TIGER BODY
Biel/Bienne, 2019
Ce que la « Robert Walser-Sculpture » a produit est extraordinaire, magnifique, inoubliable – c’est une percée. Mais il faudra – sans fausse modestie – au moins dix ans pour dire si la « Robert Walser-Sculpture » était un succès. Aujourd’hui, je ne peux et ne veux pas parler de succès – ni d’échec. Car la « Robert Walser-Sculpture » était une aventure fragile, instable, à l’issue précaire et incertaine.
La seule certitude, c’est que je suis heureux d’avoir été là, chaque jour. Je suis heureux car j’ai fait mon travail d’art, je suis heureux parce que je n’étais pas seul, je suis heureux parce que j’ai pu faire une expérience fondatrice, je suis heureux parce qu’à chaque instant, la forme, la force et le sens de l’art étaient testés, étaient questionnés, je suis heureux d’avoir pu contribuer à une œuvre si problématique, si complexe, si belle, si juste. Cette expérience a renforcé ma conviction absolue de l’art comme outil – aujourd’hui – pour créer une percée dans la réalité.

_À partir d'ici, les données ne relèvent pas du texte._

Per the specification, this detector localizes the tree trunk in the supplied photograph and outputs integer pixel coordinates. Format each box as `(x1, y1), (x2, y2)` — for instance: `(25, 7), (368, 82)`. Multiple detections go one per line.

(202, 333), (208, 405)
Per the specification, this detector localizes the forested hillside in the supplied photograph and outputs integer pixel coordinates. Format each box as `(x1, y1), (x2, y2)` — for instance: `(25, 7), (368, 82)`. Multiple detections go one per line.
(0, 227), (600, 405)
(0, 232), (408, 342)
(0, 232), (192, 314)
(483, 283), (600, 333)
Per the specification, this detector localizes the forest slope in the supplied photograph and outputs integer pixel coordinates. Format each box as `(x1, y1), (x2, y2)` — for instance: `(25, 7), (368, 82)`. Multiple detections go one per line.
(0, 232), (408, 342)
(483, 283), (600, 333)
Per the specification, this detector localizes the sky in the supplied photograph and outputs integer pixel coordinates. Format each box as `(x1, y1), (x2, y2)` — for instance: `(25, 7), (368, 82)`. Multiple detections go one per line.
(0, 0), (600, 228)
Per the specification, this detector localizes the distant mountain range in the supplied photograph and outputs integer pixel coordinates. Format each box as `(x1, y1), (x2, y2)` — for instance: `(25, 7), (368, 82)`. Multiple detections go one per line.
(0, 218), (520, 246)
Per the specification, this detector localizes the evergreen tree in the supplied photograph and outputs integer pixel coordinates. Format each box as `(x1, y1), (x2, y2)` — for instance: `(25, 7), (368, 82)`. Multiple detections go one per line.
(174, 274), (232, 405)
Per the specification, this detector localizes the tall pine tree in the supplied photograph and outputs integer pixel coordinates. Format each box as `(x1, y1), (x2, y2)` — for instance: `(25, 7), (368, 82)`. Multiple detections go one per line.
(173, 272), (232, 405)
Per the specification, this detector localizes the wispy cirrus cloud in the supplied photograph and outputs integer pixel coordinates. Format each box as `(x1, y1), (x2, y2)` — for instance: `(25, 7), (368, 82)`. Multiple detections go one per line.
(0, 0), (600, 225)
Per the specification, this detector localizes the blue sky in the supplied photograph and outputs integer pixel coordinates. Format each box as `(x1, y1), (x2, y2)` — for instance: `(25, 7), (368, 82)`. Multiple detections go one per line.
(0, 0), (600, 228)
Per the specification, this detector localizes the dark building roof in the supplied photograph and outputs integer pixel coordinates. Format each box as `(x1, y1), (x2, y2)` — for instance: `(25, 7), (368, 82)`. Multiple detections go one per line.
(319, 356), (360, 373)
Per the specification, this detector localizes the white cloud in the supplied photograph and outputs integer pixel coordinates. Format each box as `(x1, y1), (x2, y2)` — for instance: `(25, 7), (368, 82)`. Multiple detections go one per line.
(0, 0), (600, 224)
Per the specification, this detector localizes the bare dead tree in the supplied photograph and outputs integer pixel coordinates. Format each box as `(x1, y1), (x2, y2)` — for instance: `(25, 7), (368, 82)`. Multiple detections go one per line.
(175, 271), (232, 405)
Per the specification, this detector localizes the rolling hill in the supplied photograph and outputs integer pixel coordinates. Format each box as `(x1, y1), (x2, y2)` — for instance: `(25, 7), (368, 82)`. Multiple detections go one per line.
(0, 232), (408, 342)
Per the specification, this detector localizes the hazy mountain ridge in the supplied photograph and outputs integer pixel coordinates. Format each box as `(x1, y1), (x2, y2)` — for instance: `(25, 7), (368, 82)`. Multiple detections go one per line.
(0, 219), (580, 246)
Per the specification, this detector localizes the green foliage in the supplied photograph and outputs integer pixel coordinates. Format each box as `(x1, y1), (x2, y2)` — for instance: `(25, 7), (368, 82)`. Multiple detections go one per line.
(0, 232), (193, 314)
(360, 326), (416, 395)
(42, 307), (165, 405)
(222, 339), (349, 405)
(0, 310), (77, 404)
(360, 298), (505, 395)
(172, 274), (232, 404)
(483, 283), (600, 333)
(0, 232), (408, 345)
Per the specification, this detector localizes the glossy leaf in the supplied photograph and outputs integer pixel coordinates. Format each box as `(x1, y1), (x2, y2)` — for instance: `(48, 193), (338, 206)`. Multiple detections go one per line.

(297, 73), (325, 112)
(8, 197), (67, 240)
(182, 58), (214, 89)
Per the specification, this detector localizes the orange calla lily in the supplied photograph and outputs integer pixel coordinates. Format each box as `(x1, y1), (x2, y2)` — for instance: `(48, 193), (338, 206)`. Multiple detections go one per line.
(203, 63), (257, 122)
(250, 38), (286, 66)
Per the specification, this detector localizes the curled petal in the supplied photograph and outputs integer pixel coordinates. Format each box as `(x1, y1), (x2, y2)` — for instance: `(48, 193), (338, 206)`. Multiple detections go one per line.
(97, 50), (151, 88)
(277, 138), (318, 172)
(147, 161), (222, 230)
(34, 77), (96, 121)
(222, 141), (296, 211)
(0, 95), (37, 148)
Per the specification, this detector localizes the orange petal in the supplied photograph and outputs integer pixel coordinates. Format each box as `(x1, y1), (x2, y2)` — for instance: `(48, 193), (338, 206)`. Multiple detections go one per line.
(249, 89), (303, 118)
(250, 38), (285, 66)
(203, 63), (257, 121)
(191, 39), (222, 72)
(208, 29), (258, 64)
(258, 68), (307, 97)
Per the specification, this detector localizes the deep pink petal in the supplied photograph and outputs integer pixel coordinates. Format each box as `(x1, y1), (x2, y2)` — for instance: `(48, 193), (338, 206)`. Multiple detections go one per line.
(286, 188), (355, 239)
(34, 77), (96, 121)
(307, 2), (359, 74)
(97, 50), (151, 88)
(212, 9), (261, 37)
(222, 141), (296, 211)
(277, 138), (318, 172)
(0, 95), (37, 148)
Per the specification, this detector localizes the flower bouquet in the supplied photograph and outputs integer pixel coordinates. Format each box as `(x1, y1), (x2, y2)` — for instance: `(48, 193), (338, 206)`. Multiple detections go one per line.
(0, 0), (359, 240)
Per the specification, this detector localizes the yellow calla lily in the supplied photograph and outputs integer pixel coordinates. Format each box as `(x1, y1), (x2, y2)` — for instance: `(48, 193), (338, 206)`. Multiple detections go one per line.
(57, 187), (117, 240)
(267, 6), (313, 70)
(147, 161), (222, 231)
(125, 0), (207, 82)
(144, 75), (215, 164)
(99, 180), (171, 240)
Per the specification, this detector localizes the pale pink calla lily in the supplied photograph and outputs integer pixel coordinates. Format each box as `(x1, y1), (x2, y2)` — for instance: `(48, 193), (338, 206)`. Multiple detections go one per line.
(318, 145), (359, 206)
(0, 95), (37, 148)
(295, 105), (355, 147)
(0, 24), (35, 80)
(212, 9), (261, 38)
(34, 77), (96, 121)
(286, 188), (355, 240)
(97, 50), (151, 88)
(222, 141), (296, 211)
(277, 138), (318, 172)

La « Robert Walser-Sculpture » a été ‹ Résistance ›, car tout art est résistance. Et les commentaires pour savoir si ce travail a dû se confronter à ‹ de la résistance › – ici à Bienne – sont simplement intellectuellement faibles et factuellement stupides, car l’art, tout art, résiste – par lui-même – aux habitudes culturelles, journalistiques, sociales, esthétiques, politiques.
Jamais un travail n’aura nécessité autant d’attention et d’éveil de ma part et jamais un travail n’aura produit autant de grâce. La « Robert Walser-Sculpture » est un de mes travaux les plus difficiles par l’énergie qu’il a fallu déployer pour le produire, le construire et le défendre. Car être présent et produire veut dire affirmer physiquement l’ici et le maintenant. Être présent veut dire donner son temps, c’est la chose la plus importante. C’est ma mission en tant qu’artiste, cela veut dire prendre la responsabilité à chaque instant, pour tout, et au-delà, pour tout ce qui touche à mon travail, à l’art, à l’histoire de l’art. La « Robert Walser-Sculpture » a été une sorte de Paradis où la question du sens de l’art, de son impact, la question de l’audience et la question de la forme étaient posées. La défense de l’art était au cœur de la « Robert Walser-Sculpture » sur la place de la gare, à chaque seconde.
Assister chaque jour aux présentations de très haut niveau, sans élitisme, fines, précises, engagées de spécialistes, d’experts, de chercheurs et de traducteurs de Robert Walser et de son œuvre était merveilleux. Nous avons appris beaucoup, avec un sentiment d’être tout simplement inclus dans la famille Walser. Accepter mon propre niveau de compréhension est le contraire de l’exclusivité et de l’élitisme. C’est certain, le travail de Robert Walser va devenir plus percutant chaque jour dans sa confrontation à notre réalité, à notre monde, aujourd’hui et dans le futur.
J’ai toujours affirmé que la « Robert Walser-Sculpture » aurait cinq phases : Fieldwork, Montage, Exposition, Démontage, Transformation. La Transformation d’un objet et d’un matériau – qui auront disparu après le Démontage – dans quelque chose de véritablement inoubliable : l’expérience commune vécue, les mémoires multiples des rencontres et l’accumulation des partages, des apprentissages et des découvertes.
Ce qui est essentiel c’est que cet espace, ce temps commun qui a été crée – aussi court soit-il – a grandi, s’est densifié, s’est chargé et a généré une transformation : celle de croire à l’art et à son pouvoir de transformer, de croire à sa propre compétence, de croire à la valeur d’une compréhension de soi, de croire au courage pour réussir, de croire à l’élan d’émancipation, de croire à sa capacité d’apprentissage et de croire à la dynamique de se découvrir soi-même. Cette transformation n’est pas automatique, elle se fera parce que le contact avec l’œuvre d’art « Robert Walser-Sculpture » aura été intense, crucial, décisif. Et si, chez les Biennoises et Biennois, chez l’un ou chez l’autre, ce travail provoque une transformation, alors la « Robert Walser-Sculpture » aura été un succès et ce sera sa réussite.
Pour ma part, je suis convaincu que la « Robert Walser-Sculpture » va entrer dans l’histoire de l’art, tant ce que j’ai vécu a été unique. Dans dix ans ou plus on le saura, mais une chose est certaine : jamais la « Robert Walser-Sculpture » n’aurait pu prendre forme sans la bienveillance, l’intelligence, la générosité, la créativité et la fierté de tant de Biennoises et de Biennois. La réussite de la « Robert Walser-Sculpture » leur appartient et aujourd’hui je ne suis pas seulement heureux, je suis fier.